Let’s try to use this operator.

z = jnp.ones((1, 2), dtype=jnp.float32)

jax.jit(op)(z, z)
[DeviceArray([[2., 2.]], dtype=float32),
 DeviceArray([[3., 3.]], dtype=float32)]
jax.jit(op2)(z, z)
[DeviceArray([[2., 2.]], dtype=float32),
 DeviceArray([[3., 3.]], dtype=float32)]

Note

Actually, the concreate computation function should be a function compatitable with the nonpython mode of numba.jit(). Users should refer to Numba’s documentation to check how to write a function which can be jitted by Numba. Fortunately, Numba’s JIT support most of the Python features and NumPy features. This means that this customization interface can be very general to apply on almost all customized computations you want.

Customize a GPU operator#

Customizing operators for GPU devices is extremely hard. We are still working on it. But it will come soon.

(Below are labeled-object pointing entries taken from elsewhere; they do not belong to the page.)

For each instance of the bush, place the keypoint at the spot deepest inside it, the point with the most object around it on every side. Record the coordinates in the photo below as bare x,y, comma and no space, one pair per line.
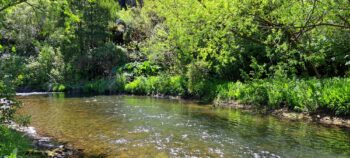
174,85
332,95
11,140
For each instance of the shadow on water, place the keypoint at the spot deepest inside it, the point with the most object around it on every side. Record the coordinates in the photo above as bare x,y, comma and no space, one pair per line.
130,126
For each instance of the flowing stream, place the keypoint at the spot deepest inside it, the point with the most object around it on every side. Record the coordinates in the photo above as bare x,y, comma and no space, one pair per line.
132,126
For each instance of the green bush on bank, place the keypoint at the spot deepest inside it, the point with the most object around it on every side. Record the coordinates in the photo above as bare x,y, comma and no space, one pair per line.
332,95
174,85
10,140
302,95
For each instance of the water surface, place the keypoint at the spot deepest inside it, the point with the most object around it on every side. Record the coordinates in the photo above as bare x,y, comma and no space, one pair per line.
130,126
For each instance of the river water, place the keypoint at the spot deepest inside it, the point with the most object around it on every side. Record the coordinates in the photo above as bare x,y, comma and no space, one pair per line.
132,126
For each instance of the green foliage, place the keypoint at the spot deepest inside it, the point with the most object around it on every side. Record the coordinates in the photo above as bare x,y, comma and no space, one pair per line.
155,85
10,140
328,95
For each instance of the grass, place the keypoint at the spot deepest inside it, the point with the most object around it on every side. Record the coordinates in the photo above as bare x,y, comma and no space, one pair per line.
11,140
313,95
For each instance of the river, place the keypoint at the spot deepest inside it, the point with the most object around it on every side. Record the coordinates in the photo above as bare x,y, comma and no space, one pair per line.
134,126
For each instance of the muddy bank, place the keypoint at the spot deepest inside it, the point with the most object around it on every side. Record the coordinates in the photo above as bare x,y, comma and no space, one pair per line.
47,146
287,114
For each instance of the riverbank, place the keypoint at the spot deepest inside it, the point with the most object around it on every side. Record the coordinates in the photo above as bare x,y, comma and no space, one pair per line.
34,145
284,113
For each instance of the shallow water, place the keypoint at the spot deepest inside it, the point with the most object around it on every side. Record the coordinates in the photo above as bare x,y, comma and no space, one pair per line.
130,126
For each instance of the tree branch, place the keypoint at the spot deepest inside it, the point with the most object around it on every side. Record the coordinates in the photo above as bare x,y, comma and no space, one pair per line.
12,4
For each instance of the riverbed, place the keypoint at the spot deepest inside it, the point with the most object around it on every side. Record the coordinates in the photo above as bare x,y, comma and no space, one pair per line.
138,126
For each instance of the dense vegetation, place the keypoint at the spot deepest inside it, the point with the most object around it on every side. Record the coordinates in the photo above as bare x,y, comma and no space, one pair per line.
292,54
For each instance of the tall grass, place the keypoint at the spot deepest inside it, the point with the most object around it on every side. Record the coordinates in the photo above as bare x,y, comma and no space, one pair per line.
313,95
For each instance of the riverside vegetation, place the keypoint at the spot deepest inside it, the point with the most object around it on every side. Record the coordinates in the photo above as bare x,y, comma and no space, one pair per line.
273,54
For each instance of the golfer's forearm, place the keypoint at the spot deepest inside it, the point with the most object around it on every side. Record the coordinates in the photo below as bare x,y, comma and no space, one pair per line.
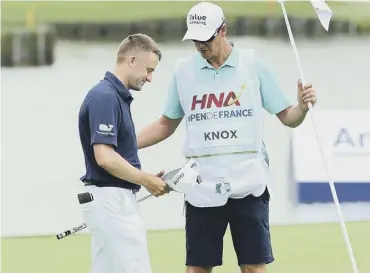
294,116
117,166
153,134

Currently, we support to apply CPU function of the operator to the GPU. This is controlled by apply_cpu_func_to_gpu=True setting during the operator registration. When turn on this option, the input data on the GPU will move to the host CPU for computing. Then the results in the CPU device will be moved back to GPU for other computations.

op3 = bm.register_op(name='add2',
                     cpu_func=con_compute,
                     eval_shape=abs_eval,
                     apply_cpu_func_to_gpu=True)

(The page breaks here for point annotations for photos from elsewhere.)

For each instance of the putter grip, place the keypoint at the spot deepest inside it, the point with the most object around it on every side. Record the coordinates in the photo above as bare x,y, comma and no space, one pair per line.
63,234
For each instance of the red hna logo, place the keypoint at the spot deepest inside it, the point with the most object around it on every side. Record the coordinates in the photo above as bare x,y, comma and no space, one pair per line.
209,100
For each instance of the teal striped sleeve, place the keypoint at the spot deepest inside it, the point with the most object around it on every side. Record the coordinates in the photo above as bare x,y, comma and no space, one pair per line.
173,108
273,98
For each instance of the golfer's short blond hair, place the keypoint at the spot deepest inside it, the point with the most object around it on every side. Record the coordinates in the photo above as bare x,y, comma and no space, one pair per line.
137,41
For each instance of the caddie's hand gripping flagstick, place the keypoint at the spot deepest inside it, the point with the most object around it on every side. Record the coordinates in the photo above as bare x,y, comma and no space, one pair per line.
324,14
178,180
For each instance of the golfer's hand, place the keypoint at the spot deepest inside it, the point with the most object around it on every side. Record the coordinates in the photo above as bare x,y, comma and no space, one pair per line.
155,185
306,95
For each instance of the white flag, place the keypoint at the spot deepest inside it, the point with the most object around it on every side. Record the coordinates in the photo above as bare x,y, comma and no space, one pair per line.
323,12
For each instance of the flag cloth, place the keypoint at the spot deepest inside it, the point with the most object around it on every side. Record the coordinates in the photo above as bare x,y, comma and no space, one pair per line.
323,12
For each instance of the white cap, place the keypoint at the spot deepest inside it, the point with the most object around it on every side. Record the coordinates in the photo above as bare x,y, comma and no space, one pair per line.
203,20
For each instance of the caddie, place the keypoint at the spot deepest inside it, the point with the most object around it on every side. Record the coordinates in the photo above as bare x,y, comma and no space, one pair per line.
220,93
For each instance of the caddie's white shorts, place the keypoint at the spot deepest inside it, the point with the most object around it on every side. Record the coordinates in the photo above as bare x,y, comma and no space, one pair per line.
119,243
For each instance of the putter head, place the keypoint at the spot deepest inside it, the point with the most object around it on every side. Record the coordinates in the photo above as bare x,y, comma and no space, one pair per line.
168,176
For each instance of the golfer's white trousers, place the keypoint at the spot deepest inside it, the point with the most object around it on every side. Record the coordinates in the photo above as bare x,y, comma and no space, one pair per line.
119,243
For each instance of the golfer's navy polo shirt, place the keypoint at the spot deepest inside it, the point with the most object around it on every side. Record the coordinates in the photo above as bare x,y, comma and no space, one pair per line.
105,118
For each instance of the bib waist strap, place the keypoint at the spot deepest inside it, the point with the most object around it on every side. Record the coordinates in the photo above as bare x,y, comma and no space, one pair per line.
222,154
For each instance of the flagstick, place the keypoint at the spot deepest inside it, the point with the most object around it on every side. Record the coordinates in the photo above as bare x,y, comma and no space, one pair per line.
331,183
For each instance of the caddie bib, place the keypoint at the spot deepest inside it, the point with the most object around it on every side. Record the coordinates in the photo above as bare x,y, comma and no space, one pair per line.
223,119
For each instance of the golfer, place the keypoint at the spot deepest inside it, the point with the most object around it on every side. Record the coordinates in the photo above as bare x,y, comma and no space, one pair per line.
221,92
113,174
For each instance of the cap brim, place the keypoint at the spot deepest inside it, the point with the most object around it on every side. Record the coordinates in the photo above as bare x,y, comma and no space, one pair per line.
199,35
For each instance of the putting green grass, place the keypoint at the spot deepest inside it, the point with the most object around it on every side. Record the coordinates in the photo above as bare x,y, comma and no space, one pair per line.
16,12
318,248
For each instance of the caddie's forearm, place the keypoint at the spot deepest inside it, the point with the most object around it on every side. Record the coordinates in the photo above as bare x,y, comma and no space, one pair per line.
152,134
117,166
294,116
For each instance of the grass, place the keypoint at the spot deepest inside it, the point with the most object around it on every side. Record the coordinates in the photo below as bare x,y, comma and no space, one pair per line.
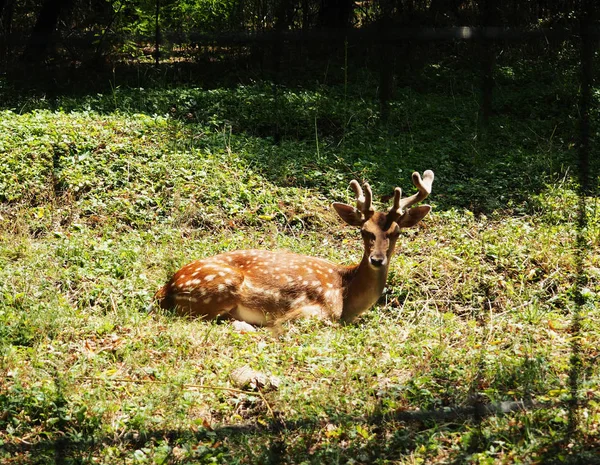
103,197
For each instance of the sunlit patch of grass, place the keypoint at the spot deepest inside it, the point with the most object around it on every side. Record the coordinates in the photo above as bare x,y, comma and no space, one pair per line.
478,308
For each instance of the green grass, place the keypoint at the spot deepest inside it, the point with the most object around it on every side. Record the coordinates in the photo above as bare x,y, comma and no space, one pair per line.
101,199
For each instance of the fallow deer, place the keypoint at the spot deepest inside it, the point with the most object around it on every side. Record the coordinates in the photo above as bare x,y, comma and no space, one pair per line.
261,287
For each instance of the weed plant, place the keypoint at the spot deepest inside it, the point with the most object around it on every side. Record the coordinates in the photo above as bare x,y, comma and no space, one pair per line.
483,349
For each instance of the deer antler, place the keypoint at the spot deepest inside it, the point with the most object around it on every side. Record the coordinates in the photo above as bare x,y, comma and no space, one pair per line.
424,187
364,201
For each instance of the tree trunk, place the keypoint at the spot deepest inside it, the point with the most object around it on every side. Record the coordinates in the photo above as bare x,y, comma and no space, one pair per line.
6,15
41,36
335,14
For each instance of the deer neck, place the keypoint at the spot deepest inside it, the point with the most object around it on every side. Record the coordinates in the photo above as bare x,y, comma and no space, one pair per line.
363,285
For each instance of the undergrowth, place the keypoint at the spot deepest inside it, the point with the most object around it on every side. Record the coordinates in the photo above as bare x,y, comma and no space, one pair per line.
492,302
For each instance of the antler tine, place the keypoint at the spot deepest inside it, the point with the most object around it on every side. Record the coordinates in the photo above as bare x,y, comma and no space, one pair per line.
424,187
396,210
364,201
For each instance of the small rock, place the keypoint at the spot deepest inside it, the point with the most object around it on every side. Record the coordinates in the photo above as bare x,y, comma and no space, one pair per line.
245,377
243,327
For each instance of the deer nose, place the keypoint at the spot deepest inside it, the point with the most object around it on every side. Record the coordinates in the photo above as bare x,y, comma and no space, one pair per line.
377,262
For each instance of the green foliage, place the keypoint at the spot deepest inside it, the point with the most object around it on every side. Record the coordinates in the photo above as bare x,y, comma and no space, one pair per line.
101,198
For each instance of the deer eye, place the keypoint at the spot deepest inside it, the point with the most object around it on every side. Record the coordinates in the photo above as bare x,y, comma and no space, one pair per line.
368,235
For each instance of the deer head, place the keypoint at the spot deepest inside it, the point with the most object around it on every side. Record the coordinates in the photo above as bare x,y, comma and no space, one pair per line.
381,230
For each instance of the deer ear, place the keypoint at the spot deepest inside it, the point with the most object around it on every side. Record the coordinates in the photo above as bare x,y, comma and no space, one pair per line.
349,214
413,215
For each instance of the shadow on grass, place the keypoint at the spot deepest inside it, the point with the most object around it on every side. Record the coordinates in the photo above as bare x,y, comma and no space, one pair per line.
364,439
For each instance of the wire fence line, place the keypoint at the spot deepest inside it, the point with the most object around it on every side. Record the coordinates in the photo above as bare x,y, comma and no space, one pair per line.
163,44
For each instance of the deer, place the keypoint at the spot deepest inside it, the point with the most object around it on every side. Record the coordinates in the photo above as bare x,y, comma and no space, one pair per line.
262,287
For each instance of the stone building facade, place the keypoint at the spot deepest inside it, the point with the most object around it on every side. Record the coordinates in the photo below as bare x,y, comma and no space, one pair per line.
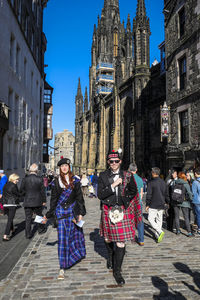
64,146
182,32
22,79
120,75
126,94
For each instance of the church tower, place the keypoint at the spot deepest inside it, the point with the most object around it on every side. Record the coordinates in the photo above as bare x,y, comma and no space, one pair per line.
141,34
78,128
141,77
112,56
118,73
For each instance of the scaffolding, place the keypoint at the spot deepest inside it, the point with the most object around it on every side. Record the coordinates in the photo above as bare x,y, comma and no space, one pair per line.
104,79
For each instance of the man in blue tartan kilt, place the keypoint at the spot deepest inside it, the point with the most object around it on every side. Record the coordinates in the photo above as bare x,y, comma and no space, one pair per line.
67,204
121,212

Benchmarking the customized operator performance#

To illustrate the effectiveness of this approach, we will compare the customized operators with BrainPy built-in operators. Here we use event_sum as an example. The implementation of event_sum by using our customization is shown as below:

Operator customized by using the Python syntax.

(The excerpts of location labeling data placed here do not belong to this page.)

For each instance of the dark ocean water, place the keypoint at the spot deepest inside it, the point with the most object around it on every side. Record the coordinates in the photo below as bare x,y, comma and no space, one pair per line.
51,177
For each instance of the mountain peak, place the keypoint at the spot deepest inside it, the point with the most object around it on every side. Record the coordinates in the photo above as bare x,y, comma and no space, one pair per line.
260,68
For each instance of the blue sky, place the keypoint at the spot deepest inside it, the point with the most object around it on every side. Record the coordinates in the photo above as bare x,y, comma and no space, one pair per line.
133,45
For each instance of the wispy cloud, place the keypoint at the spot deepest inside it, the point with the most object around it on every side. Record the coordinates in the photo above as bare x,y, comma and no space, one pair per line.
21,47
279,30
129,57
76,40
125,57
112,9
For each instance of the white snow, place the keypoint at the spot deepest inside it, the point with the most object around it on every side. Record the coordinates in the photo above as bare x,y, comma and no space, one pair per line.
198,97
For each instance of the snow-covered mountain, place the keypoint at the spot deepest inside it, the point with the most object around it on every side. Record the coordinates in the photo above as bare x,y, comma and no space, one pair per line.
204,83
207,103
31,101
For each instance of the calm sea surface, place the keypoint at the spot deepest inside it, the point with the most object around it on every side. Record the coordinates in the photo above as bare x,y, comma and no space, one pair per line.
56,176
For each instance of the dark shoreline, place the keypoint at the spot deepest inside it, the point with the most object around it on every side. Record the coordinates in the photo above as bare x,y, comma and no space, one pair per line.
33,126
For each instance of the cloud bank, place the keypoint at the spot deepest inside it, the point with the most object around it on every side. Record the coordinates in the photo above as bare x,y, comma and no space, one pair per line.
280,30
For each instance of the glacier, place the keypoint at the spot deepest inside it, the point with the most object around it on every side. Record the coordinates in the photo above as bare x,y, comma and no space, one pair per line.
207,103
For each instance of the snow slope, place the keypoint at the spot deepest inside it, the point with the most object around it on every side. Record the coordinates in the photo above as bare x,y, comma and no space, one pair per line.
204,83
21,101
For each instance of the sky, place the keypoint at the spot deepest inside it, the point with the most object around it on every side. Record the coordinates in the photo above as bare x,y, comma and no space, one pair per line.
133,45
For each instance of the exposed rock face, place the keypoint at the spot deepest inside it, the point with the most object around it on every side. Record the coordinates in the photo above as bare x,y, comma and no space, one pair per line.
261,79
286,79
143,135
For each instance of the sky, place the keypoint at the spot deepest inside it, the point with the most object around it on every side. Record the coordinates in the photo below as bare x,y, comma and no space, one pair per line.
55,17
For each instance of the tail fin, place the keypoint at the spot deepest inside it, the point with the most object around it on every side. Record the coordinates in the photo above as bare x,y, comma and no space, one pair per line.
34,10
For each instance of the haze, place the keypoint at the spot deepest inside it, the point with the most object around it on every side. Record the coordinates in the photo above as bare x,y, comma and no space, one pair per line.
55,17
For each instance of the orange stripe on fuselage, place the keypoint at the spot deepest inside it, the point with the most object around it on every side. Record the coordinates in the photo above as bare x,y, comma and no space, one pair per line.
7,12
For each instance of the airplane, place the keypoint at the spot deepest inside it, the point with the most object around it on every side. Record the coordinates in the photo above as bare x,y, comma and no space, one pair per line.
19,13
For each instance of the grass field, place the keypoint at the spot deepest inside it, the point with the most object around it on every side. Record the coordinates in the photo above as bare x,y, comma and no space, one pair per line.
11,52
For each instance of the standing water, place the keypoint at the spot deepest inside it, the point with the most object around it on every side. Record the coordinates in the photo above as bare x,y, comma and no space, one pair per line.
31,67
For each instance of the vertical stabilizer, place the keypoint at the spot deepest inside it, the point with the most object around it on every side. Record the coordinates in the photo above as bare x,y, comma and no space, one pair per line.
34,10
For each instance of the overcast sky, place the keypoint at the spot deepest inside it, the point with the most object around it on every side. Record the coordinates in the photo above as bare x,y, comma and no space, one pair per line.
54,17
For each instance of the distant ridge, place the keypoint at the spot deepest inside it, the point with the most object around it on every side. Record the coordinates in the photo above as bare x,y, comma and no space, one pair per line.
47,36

class EventSum(bm.XLACustomOp):
  """Customized operator."""

  def __init__(self):

    def abs_eval(events, indices, indptr, post_val, values):
      return post_val

    def con_compute(outs, ins):
      post_val = outs
      events, indices, indptr, _, values = ins
      for i in range(events.size):
        if events[i]:
          for j in range(indptr[i], indptr[i + 1]):
            index = indices[j]
            old_value = post_val[index]
            post_val[index] = values + old_value

    super(EventSum, self).__init__(eval_shape=abs_eval,
                                   con_compute=con_compute)


event_sum = EventSum()

The Exponential synapse model which is implemented through the above Python level operator.

class ExponentialV2(bp.dyn.TwoEndConn):
  """Exponential synapse model using customized operator written in C++."""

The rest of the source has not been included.